En la consulta del cardiólogo, el doctor le pregunta a mi madre cómo va de ánimo en estos días de guerra y cambio climático. Los alemanes lo llaman Weltweh: dolor del mundo. Se ha convertido en la coletilla, la pequeña cortesía, la forma de mostrar que se es un igual con el desconocido que comparte espacio y se borrará enseguida, visitas médicas, ascensores, espera en la fila. ¿De qué hablábamos antes?, ¿del fútbol?, ¿de la última tonadillera divorciada? Lo más común es que nos encojamos de hombros: hundimos los ojos y buscamos dentro, cerca, en nuestro pequeño patio interior. ¿Qué otra cosa podemos hacer?, se oye siempre: sufrimos de fatiga informativa. Victor Érice lo llama “polución de imágenes”.
Una paciente me describe, entre la risa y la tragedia, cómo su sobrino de siete años apela a una cámara de vídeo frente a la tumba de su abuela: deberían haber dejado una ahí dentro. Así veríamos todo, describe el pequeño, sabríamos cómo cambia la cosa. El niño, que es inmortal todavía, no imagina la degradación física pero sabe que su abuela ha dejado de ser analógica y ahora puede ser digital: es adicto a las imágenes, a cualquier imagen. Como toda su generación, obtiene fácilmente imágenes cuando la curiosidad le asalta. No ha sido educado en el dogma religioso, no fantasea con el cielo ni el purgatorio (sobre el infierno ya sabe algo, lo tiene en las pantallas todo el tiempo). Y las preguntas que despertaba la muerte en sus padres se pueden responder ahora con un sencillo click, un pantallazo. Les hace frágiles, es injusto, es global. Pero la vida parece seguir un orden a este lado del mundo y ya nunca sabemos si se está cayendo a pedazos. Un orden siniestro, pero orden al fin y al cabo.
¿Es preferible la injusticia al desorden? Goethe prefería lo primero. En una frase suya que se hizo célebre, lo admitía. Corría el año 1793 y él había evitado el linchamiento de un jacobino que acababa de incendiar la catedral de Mainz. Eran tiempos revolucionarios y él era un conservador ilustrado. “Prefiero la injusticia al desorden”, dijo. Desorden en forma de jauría, violencia arbitraria que ignora los principios de la Ilustración, luz verde para la descarga, para evacuar la sombra que hay en cada uno. Desorden como forma de multiplicar lo injusto. Pero, ¿existen varios tipos de injusticia?, ¿existe eso que llaman justicia absoluta? Noah Yuval Harari nos recuerda estos días que la idea de justicia absoluta responde a un pensamiento dicotómico, sin gama de grises, alejado de la complejidad que ha activado el pulso de fuerza en Oriente Medio. "La justicia es una causa noble, pero la exigencia de justicia absoluta conduce inevitablemente a una guerra sin fin".

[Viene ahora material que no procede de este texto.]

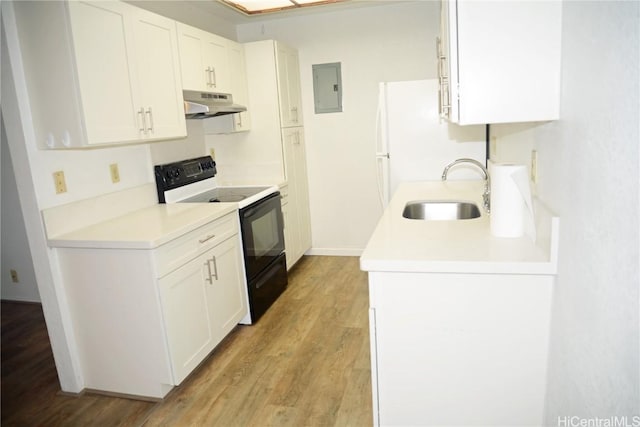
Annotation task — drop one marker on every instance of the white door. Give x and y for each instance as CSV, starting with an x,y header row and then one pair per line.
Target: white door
x,y
102,41
159,76
185,306
226,291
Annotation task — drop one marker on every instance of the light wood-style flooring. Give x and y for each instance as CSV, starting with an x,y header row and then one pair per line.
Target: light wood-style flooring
x,y
305,363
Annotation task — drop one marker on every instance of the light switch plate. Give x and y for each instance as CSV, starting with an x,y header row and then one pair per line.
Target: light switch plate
x,y
59,182
115,173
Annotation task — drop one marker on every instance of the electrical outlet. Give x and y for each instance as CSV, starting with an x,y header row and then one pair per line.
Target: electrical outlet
x,y
59,182
534,166
493,147
115,173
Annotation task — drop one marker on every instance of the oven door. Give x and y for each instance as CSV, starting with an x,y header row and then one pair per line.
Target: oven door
x,y
262,233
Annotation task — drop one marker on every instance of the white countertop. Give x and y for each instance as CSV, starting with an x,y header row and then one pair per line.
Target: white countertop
x,y
466,246
146,228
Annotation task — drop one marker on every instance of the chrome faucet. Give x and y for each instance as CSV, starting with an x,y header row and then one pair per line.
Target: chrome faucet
x,y
486,196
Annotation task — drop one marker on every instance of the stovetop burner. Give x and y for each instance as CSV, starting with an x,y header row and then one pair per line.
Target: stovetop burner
x,y
224,195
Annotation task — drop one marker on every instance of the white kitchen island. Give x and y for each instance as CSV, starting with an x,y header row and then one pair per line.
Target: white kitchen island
x,y
459,319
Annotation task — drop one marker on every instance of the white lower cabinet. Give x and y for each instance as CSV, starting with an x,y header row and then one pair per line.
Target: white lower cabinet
x,y
201,303
145,318
459,349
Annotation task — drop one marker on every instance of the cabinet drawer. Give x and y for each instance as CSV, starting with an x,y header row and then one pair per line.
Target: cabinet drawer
x,y
179,251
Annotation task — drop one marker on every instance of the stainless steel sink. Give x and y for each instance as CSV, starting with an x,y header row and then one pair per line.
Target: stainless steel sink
x,y
440,210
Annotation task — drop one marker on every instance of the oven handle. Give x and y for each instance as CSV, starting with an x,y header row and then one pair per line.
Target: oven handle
x,y
260,205
268,274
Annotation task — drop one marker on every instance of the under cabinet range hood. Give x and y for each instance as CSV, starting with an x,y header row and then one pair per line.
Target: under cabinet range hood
x,y
201,105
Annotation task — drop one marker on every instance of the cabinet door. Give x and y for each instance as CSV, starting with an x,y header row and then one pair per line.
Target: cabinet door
x,y
226,291
192,62
299,223
185,305
289,86
509,74
101,34
159,76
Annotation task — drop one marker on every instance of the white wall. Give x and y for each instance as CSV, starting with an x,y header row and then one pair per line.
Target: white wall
x,y
15,249
384,43
588,173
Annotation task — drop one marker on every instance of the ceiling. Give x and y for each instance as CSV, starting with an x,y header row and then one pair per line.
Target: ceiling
x,y
230,15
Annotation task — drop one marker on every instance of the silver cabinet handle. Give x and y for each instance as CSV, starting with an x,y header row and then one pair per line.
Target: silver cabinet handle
x,y
143,121
215,267
208,74
206,239
150,113
209,277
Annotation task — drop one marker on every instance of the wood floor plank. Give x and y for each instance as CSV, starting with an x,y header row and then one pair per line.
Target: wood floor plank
x,y
305,362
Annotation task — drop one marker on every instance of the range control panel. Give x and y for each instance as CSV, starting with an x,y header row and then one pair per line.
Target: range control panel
x,y
178,174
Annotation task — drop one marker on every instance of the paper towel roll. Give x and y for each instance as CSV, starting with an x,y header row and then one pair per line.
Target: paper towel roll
x,y
511,205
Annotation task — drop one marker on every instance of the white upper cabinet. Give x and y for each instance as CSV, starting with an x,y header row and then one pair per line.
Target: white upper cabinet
x,y
499,61
238,122
159,74
106,72
288,69
203,59
101,73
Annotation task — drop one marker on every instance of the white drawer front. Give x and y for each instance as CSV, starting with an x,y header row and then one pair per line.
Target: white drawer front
x,y
179,251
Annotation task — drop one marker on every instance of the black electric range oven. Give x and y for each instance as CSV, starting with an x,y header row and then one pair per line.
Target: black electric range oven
x,y
261,224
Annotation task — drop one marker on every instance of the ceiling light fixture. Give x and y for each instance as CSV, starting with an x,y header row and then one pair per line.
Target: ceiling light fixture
x,y
254,7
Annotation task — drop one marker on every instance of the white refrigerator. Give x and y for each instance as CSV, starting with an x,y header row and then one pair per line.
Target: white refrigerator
x,y
414,144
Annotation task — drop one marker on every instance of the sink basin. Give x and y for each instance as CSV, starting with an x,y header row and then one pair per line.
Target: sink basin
x,y
440,210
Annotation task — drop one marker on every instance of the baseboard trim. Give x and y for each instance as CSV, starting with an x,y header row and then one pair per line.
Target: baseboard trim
x,y
335,251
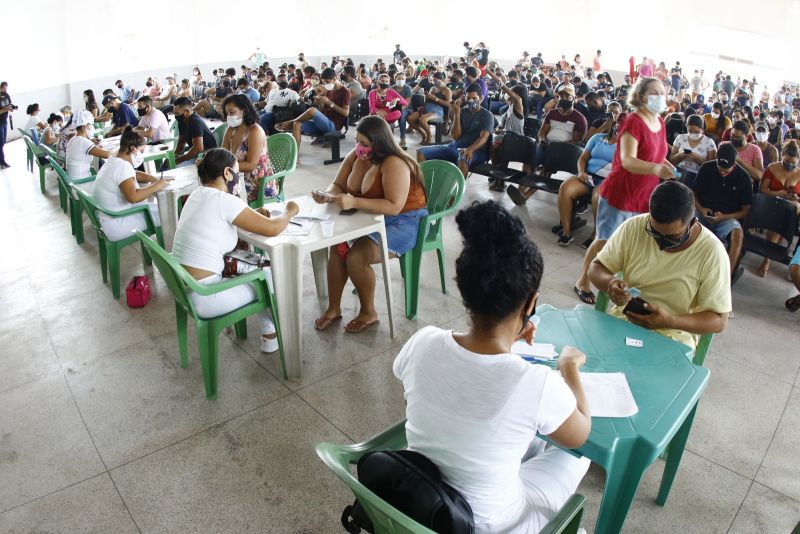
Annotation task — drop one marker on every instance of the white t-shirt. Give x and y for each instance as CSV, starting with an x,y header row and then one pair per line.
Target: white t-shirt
x,y
682,142
205,230
78,159
157,120
106,187
474,416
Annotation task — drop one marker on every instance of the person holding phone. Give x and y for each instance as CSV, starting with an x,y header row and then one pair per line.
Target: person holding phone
x,y
378,177
692,149
678,265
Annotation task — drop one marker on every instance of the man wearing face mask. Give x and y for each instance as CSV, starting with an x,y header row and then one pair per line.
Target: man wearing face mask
x,y
329,115
472,129
121,115
153,124
679,266
723,194
192,131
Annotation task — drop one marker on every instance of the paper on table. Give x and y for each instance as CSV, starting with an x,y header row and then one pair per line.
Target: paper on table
x,y
609,394
544,351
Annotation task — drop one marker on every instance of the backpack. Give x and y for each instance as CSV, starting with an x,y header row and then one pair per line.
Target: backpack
x,y
412,484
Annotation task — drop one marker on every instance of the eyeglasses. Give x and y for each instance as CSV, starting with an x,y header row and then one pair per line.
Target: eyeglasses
x,y
667,242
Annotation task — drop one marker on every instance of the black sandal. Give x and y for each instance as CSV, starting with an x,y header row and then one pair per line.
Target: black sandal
x,y
587,297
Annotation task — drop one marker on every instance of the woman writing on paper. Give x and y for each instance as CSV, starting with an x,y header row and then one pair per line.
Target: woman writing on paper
x,y
377,177
207,231
474,409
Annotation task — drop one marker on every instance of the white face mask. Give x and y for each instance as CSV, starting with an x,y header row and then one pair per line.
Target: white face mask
x,y
137,158
656,103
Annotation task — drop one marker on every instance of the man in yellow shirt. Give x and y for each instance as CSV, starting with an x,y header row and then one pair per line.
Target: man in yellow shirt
x,y
680,268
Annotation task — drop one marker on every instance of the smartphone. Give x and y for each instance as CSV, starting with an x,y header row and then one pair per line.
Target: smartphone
x,y
636,305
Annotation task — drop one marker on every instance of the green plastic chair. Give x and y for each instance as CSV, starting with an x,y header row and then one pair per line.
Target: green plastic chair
x,y
282,150
110,250
181,283
37,152
68,186
389,520
444,187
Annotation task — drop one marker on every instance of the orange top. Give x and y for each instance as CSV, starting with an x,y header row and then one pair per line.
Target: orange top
x,y
415,200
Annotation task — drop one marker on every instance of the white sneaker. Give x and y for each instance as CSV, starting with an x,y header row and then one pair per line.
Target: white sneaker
x,y
269,344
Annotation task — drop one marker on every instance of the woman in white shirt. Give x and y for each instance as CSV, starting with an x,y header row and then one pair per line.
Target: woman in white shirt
x,y
81,150
33,119
692,149
117,188
207,231
474,408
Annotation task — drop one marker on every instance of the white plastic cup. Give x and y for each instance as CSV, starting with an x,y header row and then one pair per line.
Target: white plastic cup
x,y
327,227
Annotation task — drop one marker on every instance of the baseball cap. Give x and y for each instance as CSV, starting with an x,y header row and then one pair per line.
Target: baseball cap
x,y
726,156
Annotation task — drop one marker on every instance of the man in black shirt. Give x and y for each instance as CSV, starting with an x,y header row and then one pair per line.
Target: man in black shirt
x,y
723,193
192,130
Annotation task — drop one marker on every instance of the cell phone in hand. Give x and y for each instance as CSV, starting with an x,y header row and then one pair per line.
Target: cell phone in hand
x,y
636,305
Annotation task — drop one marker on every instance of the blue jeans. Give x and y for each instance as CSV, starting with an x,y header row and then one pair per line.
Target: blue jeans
x,y
3,133
499,107
267,120
403,118
319,124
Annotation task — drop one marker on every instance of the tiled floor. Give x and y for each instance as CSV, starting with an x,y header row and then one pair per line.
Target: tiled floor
x,y
102,431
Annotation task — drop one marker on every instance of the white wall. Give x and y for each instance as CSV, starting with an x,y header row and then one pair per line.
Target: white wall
x,y
54,49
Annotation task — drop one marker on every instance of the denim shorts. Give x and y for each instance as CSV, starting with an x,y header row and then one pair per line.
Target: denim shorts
x,y
721,229
401,231
449,152
610,218
430,107
319,124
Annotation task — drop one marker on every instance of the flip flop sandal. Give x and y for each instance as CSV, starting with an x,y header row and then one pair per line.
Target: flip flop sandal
x,y
587,297
356,327
323,323
793,304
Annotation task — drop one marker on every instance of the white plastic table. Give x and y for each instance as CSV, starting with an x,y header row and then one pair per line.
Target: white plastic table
x,y
286,254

A poca gente le gusta la cita de Goethe, la injusticia no debería invocarse nunca, no es políticamente correcta. Pero yo me pregunto si estamos siendo injustos ordenadamente, si en este siglo la aniquilación mutua se puede validar porque parece programada, guionizada. Justificada. Y quién sabe si falseada. Si los brotes de violencia nunca se ha parecido tanto a otra cosa: si alguien cree de veras que son otra cosa distinta de la jauría. Puede que, simplemente, estemos tan deprimidos que ya no le damos vueltas a nada.
Mientras tanto, un anciano que es mi padre y se ha liberado del peso de la memoria, del bien y del mal, no sabe por qué he ido a verle, de dónde salgo, a dónde me propongo llevarle. Le llenan un tazón de café italiano después de tomarle la tensión. 9-13, mamá, no le pongas tanto. Bah, hija, está muy aguado. Déjale que disfrute.